Bazen kelimeler yetmez yüreğindeki cayır cayır yangını anlatmaya. Bazen ezberini bozar hayat. “İyilik et iyilik bulursun” sözünü yalanlarcasına atar ağır sillesini suratının ortasına. Ya da sen o sözü çok yanlış anladığını fark edersin. İyilik etmen gerekenin kendin olduğunu anladığında ise kayıplarınla başbaşa kalmışsındır çoktan. İnsan onuruna, izzet-i nefsine gelen ağır darbeler bazen yerden kalkamaz hissettirir kendini sana. İnsan olmaya dair bildiklerini alt üst eder vicdanı olmayanın acımasızlığı. İnsanın davranışlarına “dur” diyen bir içsel fren sistemi olmadığında çıkarlar uğruna yapılan herşey mübah olur. Bu fütürsuz saldırganlıkta ötekinde neyi, neden ve nasıl yıktığının hiçbir önemi yoktur. Hatta olabildiğince yıkım yaratabilmek hedef olduğunda bu hasetli duyguların hedefi ve nesnesi olan öteki bu amansız kıyımda kendiliğine dair birşeyleri kurtarabildiyse şanslı sayılır. Bu dehteşengiz yıkım, bu ağır kıyam kaynağını hangi içsel çatışmalardan almaktadır? Bir insanın diğerine gösterebildiği bu sınırsız zulüm çocukluktan bu yana karşılanamamış hangi duygusal ihtiyaçların bir dışavurumudur? Bir insan diğerinin ruhsallığını acımasızca tarumar ederken insanı insan yapan vicdan ortalarda olmadığında bu kıyam nasıl ve nerede son bulur?
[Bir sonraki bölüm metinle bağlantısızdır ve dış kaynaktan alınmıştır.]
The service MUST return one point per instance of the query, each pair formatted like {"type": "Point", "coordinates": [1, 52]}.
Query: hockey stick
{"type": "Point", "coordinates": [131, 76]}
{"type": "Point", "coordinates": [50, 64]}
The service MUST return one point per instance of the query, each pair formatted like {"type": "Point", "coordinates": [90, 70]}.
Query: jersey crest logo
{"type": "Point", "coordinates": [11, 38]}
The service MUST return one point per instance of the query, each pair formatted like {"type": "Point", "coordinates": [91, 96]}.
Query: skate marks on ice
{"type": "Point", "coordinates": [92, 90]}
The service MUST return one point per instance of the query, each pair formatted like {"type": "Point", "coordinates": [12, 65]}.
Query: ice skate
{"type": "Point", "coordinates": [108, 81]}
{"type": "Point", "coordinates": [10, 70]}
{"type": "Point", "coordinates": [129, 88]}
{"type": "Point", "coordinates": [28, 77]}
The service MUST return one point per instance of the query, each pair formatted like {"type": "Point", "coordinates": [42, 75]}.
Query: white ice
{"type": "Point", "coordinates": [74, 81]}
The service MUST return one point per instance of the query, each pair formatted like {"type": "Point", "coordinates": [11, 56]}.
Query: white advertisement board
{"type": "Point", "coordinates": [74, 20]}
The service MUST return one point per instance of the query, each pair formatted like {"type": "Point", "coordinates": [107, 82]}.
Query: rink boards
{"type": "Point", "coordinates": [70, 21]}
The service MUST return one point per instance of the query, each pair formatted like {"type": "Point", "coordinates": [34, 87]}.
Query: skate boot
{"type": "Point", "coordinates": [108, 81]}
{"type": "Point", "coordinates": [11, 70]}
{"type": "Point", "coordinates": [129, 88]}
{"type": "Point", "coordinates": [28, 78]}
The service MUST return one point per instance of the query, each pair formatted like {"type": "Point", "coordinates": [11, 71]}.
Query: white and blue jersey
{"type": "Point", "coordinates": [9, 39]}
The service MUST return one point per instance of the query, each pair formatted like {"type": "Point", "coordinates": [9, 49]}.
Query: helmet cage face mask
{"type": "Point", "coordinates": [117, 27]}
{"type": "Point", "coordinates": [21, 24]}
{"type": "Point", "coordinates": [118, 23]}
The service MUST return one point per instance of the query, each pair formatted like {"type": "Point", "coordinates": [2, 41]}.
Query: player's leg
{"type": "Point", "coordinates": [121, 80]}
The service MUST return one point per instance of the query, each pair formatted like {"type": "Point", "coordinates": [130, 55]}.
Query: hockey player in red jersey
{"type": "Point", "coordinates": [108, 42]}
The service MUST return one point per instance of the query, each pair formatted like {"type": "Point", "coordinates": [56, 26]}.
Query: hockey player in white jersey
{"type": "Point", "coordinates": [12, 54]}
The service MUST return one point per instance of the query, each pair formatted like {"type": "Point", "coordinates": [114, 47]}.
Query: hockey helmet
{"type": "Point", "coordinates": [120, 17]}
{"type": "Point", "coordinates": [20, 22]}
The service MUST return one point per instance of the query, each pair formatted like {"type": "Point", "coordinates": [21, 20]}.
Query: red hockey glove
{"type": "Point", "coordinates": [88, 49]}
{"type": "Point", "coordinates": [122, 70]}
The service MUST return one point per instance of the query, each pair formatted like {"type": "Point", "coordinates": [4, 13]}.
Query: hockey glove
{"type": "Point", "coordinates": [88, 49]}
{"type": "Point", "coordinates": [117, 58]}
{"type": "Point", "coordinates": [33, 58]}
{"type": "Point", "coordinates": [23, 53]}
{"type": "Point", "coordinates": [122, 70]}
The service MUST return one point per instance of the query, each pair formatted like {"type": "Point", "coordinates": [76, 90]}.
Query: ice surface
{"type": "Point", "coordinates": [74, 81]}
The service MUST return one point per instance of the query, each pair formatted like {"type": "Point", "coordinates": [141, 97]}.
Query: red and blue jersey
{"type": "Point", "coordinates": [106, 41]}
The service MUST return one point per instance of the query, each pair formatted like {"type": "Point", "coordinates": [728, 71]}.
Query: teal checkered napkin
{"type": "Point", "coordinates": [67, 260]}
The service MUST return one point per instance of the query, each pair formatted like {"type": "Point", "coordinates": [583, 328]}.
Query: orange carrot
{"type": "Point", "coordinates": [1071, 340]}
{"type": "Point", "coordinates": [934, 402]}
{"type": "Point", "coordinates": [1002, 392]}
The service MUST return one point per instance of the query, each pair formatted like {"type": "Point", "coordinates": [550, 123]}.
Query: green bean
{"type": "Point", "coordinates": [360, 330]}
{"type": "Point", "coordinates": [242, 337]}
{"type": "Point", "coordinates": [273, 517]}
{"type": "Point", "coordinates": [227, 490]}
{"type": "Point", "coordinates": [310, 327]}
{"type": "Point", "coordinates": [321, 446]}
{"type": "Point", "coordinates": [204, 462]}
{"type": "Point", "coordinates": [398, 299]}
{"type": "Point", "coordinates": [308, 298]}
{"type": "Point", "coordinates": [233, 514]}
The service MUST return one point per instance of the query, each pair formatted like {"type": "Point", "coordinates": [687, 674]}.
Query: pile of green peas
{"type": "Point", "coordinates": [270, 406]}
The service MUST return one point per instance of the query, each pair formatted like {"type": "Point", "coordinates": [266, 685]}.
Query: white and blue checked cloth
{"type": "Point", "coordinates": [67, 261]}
Diğerinin ruhsallığını sonuna dek soğurabilmek için benimsenen stratejiler bazen aşk görünümünde karşımıza çıkar. Manipülasyon ustası olmuş bir narsisistin ve daha fenası narsisist bir psikopatın tek hedefi ağına düşürdüğü kurbanının içsel, ruhsal, maddi ve manevi kaynaklarını sonuna kadar sömürmektir. Antisosyal (psikopat) bir narsisistin ağına düşen çoğu zaman oldukça duygusal, empatik ve naif bir ötekidir. Kendi doğruları, gelişmiş bir içsel değerler sistemi ve diğerinin duygularını anlayabilme ve hatta hissedebilme kapasitesi olan kişi narsisistik bir psikopatla karşılaştığında, genelde oldukça zeki olan psikopat bunu anlar ve psikopat açısından mükemmel av belirlenmiş olur. Zeki psikopat bu empat insanı kolaylıkla analiz eder. Ondan alabilmek için ona ne verir gibi yapması gerektiğini anında çözümler. Ve sonra vahşet sergilenmeye başlar psikopat tarafından. Hiç de vahşete benzemeyen bu süreç bazen psikopatın avına sanki aşıkmış gibi davranmasıyla karakterize olur. Empat aşk yaşadığını sanırken, en azından ortada bir sevgi, ilgi varmış gibi hissettiğinde ise psikopat avını ele geçirmiş olmanın gururunu yaşar içten içe. Buradan gerisi psikopat olan tarafından empatın maddi, manevi, duygusal, cinsel… her neye sahipse tüm kaynaklarının hunharca sömürülme girişimidir.

Psikopat denilince eli bıçaklı, kanlı bir katil gelir çoğu zaman aklımıza. Psikopatik dışavurumun bir yönü ağır sadistik girişimlerde bulunan psikopatlarsa, diğer görünümü ise hiç de psikopat gibi görünmeyen ve hatta çok aşıkmış gibi davranıp kurbanına her türlü istismarı yaşatan, sapkın olduğu halde bunu çeşitli kılıflarla (aşık, dindar, ahlaklı, sadık…) gizleyebilen sosyopatlardır. Oldukça cazibeli görünebilen bu grup psikopatlar zeki bir insanı dahi ağlarına düşürebilme kapasiteleri göz önüne alındığında katil psikopatlardan çok daha tehlikeli olabilirler. Belki adam öldürmezler. Onların silahları çok daha sinsidir. Duygusal manipülasyon yaparak kurbanlarını ele geçirirler. Kurbanlarının her türlü kaynaklarını -maddi, manevi, cinsel, duygusal- sınırsızca tükettikten sonra ise kurban ne olduğunu dahi anlamlandıramadan onu terk ederler. Çünkü artık kurbanlarında sömürülecek, kullanılacak bir şey kalmamıştır. Buna kanaat getirdikten sonra yeni bir kurbana yönelirler. Geride bıraktıklarına ne olduğu zerrece umurlarında olmadığı gibi ne kadar büyük bir yıkım yaratabildilerse bunu o kadar büyük bir zafer olarak görerek kendileriyle böbürlenirler.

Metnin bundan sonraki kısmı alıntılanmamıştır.